Here are the key things that you need consider:
1.Interest only or repayment?
Choosing between an interest only and repayment mortgage is also a vital first step when finding the best mortgage deals.
Interest only mortgages are usually cheaper than a repayment mortgage. However, you obviously have to consider that with an interest only mortgage you are only paying the interest due on your mortgage and therefore not actually reducing the outstanding balance.
A repayment mortgage will gradually pay off the outstanding balance of your mortgage as well as the interest you owe from your monthly repayments, meaning at the end of your mortgage you own your property and have nothing left to pay.

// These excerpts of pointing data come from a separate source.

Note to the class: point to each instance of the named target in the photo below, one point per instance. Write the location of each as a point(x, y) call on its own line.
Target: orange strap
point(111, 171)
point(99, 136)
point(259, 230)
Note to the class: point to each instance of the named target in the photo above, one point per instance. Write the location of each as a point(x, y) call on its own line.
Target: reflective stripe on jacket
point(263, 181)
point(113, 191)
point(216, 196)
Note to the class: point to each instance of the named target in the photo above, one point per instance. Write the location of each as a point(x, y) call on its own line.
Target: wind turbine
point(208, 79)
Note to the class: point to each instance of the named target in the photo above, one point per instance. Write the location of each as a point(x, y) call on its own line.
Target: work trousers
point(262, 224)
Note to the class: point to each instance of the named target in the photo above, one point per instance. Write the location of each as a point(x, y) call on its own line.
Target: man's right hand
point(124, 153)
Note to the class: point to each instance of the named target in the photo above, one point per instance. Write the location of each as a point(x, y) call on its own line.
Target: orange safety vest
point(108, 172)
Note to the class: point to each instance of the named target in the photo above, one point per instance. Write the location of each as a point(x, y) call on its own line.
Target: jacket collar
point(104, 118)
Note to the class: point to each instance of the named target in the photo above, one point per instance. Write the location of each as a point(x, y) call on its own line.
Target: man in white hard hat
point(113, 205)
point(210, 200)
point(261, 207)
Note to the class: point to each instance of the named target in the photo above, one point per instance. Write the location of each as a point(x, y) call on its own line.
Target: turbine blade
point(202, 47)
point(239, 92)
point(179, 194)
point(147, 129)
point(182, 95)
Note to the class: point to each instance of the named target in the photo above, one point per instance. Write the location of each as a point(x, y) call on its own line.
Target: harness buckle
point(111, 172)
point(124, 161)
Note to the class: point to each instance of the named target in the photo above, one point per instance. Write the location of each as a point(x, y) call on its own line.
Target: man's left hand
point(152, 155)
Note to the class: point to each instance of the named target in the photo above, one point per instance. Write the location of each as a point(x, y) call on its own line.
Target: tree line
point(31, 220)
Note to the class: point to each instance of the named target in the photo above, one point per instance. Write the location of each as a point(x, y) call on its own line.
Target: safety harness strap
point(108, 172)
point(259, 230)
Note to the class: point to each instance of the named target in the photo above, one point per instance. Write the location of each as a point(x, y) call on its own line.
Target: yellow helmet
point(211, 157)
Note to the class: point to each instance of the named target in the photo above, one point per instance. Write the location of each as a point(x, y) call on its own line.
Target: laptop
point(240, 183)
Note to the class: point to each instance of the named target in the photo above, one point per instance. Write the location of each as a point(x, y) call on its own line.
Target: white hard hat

2.Choose a type of mortgage
There are literally thousands of mortgages on the market and what's on offer changes daily. However, the majority of residential mortgages come under one of three categories, Fixed Rate Mortgages, Tracker Mortgages and Discount Mortgages.
Each type of mortgage works slightly differently, offering various reassurances regarding their interest rates, which determines how much your mortgage costs.
There are also some other forms of mortgage:
If you have a substantial amount in savings you may want to consider an offset mortgage which would link your savings to your mortgage and mean you're only charged interest on the difference between your savings and the outstanding balance.
Another option is a current account mortgage which combines your mortgage, current and savings account into one account so you have more flexibility managing your money.
If you have poor credit then you may want to consider applying for a mortgage specifically tailed for people with bad credit. Although theses mortgages may be a little more expensive you will have a greater chance of your application being successful.
3.Compare interest rates
Once you've established how much you need to borrow and the type of mortgage you want to apply for, the next step is to search for the cheapest mortgage interest rates on offer.
Finding cheap mortgages is intrinsically linked to finding a low interest rate - as you will be repaying your mortgage back for several years it is the interest rate which will largely determine how costly each mortgage is.
There are lots of mortgage comparison sites that will assist you with this exercise.
4.Check the fees
You next need to check the fees associated with each mortgage that you are considering.
Although the interest rate applied to the mortgage is likely to represent the bulk of the cost, mortgage fees have started to climb in recent years.